New Interiors Trends | Utopia
* THIS ARTICLE BY WILL FIRST APPEARED IN ‘UTOPIA’ *
William Higham, futurist, author, and founder of trends consultancy Next Big Thing, gazes into his crystal ball to tell us what kitchens and bathrooms we’re going to want next year – and why ….
“After years of looking back to the traditions of the past, we’re starting to get excited about the future again. No wonder, with yesterday’s science fiction becoming today’s science fact: smart watches to hoverboards, mind control to robots. And we’re getting all Galactic, thanks to plucky spacecraft Rosetta, Philae and Orion, the grouchy new Dr Who, and films like ‘Interstellar’, ‘Gravity’ and the ‘Star Wars’ re-boot. Some are even feeling more confident about their financial futures.

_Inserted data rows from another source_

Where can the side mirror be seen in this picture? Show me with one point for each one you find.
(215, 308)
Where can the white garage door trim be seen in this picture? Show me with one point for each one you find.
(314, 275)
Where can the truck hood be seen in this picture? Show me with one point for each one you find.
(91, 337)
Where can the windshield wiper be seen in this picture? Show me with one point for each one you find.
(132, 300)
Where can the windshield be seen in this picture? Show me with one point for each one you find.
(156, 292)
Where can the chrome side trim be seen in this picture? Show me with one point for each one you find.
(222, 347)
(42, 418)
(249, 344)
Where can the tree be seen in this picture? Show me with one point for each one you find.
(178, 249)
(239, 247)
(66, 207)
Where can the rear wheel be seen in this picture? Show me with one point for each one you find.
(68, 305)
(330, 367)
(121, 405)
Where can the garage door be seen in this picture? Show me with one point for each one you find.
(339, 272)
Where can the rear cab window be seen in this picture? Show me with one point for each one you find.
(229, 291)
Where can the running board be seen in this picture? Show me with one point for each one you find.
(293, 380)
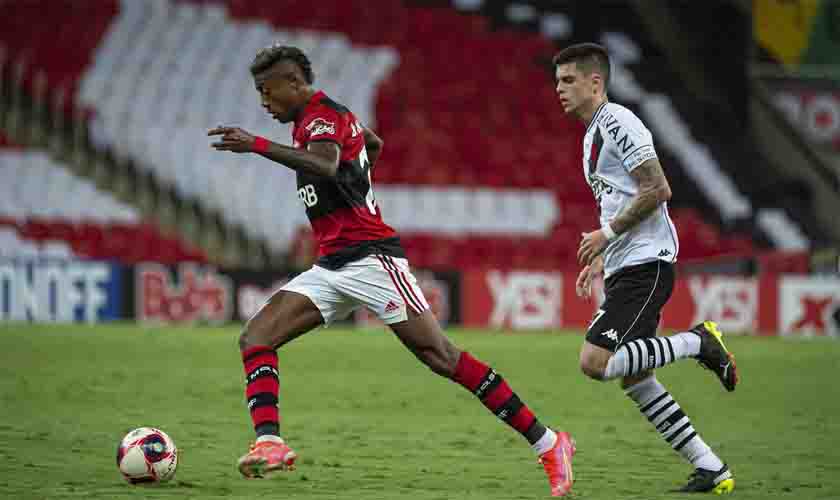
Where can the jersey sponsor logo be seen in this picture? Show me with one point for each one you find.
(320, 126)
(621, 138)
(308, 195)
(595, 151)
(599, 187)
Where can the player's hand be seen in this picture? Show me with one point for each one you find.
(234, 139)
(591, 246)
(583, 285)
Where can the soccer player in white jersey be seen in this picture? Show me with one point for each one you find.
(635, 248)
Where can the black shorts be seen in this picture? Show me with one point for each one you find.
(635, 296)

“The trend will drive a space-age look and feel in the ktitchen. Colours will mimic style-heavy space films like ‘2001: A Space Odyssey’ and ‘Moon’: glossy whites, understated metallics and sorbet brights. But designs and materials will be more ‘Alien’: futuristic industrial, filament lights, reflective materials, distressed steel and glossy granite. The emphasis will be on leanness and subtlety: after all, there’s no room in a spaceship for anything that’s not functional. And for those still hooked on Retro styles, try that space-age 1950s look.
“Sci-Fi will impact gadgets too, as the Smart Home finally becomes a reality. Interactive touch-screen worktops will guide you through new recipes in real-time. Apps will enable you to start the washing machine from work. The Internet Of Things will let your kitchen gadgets chat to each other – and even post updates on Facebook (no, really). Future-thinking will also combine with practicality to drive an uptake in adaptive, hybrid and modular units.

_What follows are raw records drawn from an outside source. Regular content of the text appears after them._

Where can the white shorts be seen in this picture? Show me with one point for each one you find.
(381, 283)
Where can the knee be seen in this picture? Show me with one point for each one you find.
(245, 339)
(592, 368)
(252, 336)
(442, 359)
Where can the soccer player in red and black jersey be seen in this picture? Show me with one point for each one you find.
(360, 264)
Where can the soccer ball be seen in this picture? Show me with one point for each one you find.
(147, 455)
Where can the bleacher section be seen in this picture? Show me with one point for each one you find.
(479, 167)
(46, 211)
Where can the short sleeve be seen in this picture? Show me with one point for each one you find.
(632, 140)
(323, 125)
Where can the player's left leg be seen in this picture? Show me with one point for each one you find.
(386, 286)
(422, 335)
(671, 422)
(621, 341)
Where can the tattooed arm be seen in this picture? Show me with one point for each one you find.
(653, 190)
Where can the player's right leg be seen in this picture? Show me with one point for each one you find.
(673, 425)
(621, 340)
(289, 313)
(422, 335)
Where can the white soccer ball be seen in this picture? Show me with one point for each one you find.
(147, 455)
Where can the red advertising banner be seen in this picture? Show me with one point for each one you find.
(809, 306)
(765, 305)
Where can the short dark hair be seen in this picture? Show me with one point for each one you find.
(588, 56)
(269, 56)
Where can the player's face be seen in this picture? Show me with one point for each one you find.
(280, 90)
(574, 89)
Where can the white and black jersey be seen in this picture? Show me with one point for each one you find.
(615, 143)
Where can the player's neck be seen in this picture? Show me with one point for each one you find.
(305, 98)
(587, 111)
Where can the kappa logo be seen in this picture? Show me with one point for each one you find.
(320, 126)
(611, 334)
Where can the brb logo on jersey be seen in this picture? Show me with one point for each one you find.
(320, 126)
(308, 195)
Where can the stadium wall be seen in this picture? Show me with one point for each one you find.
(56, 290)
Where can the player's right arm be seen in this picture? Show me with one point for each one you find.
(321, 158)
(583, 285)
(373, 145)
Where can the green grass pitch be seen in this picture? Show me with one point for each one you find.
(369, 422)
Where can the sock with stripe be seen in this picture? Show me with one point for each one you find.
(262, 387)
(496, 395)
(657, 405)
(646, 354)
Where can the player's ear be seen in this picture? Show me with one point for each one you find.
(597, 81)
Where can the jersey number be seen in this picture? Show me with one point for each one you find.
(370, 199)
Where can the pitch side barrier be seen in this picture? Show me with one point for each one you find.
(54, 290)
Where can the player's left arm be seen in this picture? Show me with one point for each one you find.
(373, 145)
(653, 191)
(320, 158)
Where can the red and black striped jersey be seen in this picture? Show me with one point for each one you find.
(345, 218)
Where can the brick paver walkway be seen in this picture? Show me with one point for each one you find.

“Another device that might have seemed Science Fiction a few years ago is the 3D printer. With its ability to make food in any shape and size we want (toy-shaped vegetables for the kids, anyone?), a home-size version’s likely to take pride of place on next year’s Christmas lists. It certainly ties in with the growing Maker Movement and the return of artisanry. High-end video cameras might move into the kitchen too, as the drive to show off our culinary creations on social media shifts from static words and pictures to do-it-yourself cookery videos.

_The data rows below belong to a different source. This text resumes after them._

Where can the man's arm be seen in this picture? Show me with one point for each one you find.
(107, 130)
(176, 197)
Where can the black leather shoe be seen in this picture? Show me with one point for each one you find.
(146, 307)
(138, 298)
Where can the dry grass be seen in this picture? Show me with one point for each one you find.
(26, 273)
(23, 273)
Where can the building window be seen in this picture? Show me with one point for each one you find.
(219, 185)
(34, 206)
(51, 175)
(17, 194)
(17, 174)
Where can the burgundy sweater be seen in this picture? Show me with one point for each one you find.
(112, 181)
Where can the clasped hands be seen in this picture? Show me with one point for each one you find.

“Things take a different turn in the bathroom. Here it’s less about embracing technology than escaping it. We may be giddy for tech and wedded to our gadgets, but their complexity and ubiquity can also bring anxiety and stress. And when we yearn to escape – to take a Digital Detox – what better place to do so than the bathroom?
“It’s all about the bath: so make that as big and as comfortable as possible. Other than that, the world’s your oyster. Some will enjoy re-creating the natural world – be it Moroccan souks or Preppy coastal retreats – mixing whites and earth tones, natural and traditional materials. Others will seek the imaginary worlds of fairy tales and witchcraft, amid plush fabrics, antique accessories, gilt and marbling, and purples, reds and Pantone’s colour of 2015: the luxurious ‘Marsala’. Whatever one’s escapist preference, the fantasy bathroom can indulge it. And this time it’s just about escaping the outside world, not about escaping other people, so put a mismatched chair or two in there too to encourage company – or let your partner share that big bath with you.
“As it’s the 21st Century, of course, you’re not limited to physical decor. We’re so in love with our gadgets, we’ll even use them to help us escape from technology. Want to limit your time on Facebook? There’s an app for that. Escape reality by changing the lighting, scents, sounds and colours in your bathroom? There’s apps for that too.
“Whether created through materials, styling or tech, the bathroom will become our place of refuge, safety and relaxation. The place to build and sustain our Wellness. So go on, switch off your smartphone, shut the door and sink into that hot, foamy water.